A really positive review for Purple at this exciting time of their career.
Concert review by Allan McDougall
WHEN Jimi Hendrix broke up his Experience and went back to America, a huge gap was left in Britain. On-stage excitement was hard to find. But on Monday night, at the Queen Elizabeth Hall, excitement returned in the shape of Deep Purple.
They played two shows to capacity audiences, and tore the place apart with their musicianship and controlled volume — which ranged from very gentle to vicious ear-splitting level.
Opening with two numbers from the forthcoming Deep Purple In Rock LP, “Speed King” and “Child In Time,” vocalist Ian Gillan’s screaming vibrato voice was all but drowned by the power of the instruments, but this is the only criticism one can find in their act, Gillan’s voice is, in fact, really a fifth instrument in the group.
Drummer Ian Paice and bass player Roger Glover then laid the riff for an old Purple favourite, “Wring That Neck,” which featured some brilliant organ playing from Jon Lord and his multi-toned Hammond, and some fine guitar work from Ritchie Blackmore.

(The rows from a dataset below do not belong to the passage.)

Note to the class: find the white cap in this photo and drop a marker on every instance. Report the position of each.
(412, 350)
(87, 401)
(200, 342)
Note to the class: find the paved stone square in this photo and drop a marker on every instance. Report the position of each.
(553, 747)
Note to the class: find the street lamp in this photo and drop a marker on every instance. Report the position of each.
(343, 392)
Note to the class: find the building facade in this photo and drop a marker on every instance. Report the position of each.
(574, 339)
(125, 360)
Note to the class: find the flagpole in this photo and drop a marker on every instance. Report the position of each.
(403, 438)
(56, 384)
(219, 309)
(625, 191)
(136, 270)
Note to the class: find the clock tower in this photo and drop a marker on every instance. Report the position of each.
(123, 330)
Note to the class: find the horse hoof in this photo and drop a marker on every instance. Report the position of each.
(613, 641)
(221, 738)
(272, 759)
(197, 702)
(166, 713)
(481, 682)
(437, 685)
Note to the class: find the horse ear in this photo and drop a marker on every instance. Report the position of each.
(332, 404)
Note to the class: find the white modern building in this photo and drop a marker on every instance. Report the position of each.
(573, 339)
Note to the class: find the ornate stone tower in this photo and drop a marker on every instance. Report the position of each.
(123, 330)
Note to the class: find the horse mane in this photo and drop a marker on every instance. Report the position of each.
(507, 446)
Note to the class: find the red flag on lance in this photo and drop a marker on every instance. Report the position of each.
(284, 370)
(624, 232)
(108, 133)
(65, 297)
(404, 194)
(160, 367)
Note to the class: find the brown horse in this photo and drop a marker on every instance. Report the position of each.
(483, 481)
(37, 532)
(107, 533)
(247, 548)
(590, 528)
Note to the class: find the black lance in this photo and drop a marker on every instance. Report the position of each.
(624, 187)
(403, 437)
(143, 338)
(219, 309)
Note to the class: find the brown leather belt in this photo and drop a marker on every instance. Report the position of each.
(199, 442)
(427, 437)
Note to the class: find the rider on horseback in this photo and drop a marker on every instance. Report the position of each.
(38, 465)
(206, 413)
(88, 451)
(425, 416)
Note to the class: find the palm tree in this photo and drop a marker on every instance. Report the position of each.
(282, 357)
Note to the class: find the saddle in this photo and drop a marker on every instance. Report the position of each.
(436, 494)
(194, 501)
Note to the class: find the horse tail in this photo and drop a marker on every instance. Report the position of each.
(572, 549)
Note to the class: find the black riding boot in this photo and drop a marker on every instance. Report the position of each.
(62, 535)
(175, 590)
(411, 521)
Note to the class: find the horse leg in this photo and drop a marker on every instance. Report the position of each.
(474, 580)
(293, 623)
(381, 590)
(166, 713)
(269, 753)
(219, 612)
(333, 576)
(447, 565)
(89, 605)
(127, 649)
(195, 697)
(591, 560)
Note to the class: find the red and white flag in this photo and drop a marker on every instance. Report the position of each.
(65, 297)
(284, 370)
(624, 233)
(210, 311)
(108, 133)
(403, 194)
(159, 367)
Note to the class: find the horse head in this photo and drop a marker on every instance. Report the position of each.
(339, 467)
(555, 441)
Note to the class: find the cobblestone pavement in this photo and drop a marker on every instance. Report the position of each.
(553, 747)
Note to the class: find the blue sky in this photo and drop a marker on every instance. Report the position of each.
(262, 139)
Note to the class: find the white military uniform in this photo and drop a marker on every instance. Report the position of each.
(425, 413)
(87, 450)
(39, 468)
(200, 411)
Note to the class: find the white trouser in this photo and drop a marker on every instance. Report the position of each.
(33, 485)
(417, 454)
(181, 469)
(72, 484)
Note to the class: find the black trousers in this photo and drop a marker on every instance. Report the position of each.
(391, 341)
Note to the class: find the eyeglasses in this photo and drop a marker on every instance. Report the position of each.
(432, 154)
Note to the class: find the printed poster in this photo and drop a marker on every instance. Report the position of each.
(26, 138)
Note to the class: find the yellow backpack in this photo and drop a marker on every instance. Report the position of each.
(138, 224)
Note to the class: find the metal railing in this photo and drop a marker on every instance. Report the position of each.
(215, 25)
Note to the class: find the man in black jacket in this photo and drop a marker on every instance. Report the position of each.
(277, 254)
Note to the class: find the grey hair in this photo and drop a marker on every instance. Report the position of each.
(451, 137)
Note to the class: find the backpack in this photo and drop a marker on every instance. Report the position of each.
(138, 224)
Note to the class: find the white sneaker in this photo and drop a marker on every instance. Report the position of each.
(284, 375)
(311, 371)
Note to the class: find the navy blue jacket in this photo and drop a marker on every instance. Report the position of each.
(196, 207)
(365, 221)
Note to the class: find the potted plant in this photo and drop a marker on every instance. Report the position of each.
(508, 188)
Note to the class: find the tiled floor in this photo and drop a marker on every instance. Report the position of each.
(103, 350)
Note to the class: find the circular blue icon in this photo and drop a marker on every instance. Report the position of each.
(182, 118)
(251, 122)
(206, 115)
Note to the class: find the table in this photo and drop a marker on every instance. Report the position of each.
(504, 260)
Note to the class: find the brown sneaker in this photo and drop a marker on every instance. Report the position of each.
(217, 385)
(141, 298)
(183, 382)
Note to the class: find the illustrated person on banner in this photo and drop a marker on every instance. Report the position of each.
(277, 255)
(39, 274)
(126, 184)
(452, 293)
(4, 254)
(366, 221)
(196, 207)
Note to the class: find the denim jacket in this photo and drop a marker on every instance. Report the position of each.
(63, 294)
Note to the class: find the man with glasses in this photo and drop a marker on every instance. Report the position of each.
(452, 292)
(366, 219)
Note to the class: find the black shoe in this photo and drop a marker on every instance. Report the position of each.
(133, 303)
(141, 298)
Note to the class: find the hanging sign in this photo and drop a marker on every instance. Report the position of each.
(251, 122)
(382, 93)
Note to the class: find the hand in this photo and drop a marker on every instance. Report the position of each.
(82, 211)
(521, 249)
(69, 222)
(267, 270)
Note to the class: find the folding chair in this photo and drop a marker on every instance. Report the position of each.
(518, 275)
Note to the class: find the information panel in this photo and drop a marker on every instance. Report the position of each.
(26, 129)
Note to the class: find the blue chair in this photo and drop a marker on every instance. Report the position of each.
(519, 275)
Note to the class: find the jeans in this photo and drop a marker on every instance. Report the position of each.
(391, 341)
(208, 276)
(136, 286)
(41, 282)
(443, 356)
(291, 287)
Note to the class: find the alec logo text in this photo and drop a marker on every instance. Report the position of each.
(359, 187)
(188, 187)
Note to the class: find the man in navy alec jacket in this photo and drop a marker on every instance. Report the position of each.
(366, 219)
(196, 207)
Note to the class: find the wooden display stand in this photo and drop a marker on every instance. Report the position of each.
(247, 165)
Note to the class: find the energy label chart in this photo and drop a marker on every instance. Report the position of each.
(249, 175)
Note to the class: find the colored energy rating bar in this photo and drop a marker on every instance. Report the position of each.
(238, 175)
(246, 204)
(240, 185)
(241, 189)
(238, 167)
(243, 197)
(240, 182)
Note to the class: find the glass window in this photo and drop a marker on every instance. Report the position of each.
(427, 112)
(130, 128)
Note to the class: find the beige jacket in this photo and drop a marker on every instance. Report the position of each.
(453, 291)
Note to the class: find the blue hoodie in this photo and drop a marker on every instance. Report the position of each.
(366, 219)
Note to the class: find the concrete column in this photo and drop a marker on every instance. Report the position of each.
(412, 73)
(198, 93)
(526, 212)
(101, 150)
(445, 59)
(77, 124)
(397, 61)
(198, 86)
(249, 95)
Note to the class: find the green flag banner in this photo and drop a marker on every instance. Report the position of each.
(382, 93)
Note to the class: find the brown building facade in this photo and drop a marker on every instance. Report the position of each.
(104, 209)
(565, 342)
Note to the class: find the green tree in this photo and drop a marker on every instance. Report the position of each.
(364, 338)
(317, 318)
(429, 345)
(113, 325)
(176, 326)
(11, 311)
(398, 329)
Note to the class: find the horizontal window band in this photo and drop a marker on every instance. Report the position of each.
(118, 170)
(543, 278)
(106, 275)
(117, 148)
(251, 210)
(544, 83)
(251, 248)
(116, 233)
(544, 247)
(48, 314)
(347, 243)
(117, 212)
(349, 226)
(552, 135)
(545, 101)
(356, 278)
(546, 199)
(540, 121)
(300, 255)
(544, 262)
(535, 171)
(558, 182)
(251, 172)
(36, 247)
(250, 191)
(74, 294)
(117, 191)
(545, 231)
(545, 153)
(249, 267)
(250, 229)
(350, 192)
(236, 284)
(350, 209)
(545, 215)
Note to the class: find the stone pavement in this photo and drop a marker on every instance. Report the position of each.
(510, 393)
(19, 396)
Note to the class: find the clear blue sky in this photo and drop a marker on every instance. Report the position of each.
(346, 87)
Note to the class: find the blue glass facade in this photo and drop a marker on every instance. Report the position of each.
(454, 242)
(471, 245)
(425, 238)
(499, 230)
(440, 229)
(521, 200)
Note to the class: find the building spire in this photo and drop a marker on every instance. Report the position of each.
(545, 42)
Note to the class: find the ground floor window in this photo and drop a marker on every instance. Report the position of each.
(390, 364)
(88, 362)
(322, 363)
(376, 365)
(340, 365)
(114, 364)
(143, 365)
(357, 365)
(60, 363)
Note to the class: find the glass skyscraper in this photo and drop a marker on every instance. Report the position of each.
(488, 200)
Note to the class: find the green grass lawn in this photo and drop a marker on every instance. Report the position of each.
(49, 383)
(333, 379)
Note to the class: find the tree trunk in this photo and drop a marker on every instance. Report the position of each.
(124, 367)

Blackmore’s technical brilliance is of the quality that you wouldn’t believe if you didn’t actually see it.
Leaping, staggering and lurching all over the half of the stage which he controls, Ritchie’s showmanship almost outclassed his musicianship.
The closing number, another old album track “Mandrake Root,” featured vocalist Gillan on conga drums. “Mandrake” built into a deafening strobe-lighted climax after which the only thing the group could possibly do would be to wreck their instruments.
Paice kicked his drums all over the stage, and Blackmore physically toppled two six-foot speaker columns over on top of his discarded guitar. It took the audience about 30 seconds to recover from their state of limp shock before giving Deep purple a much-deserved standing ovation.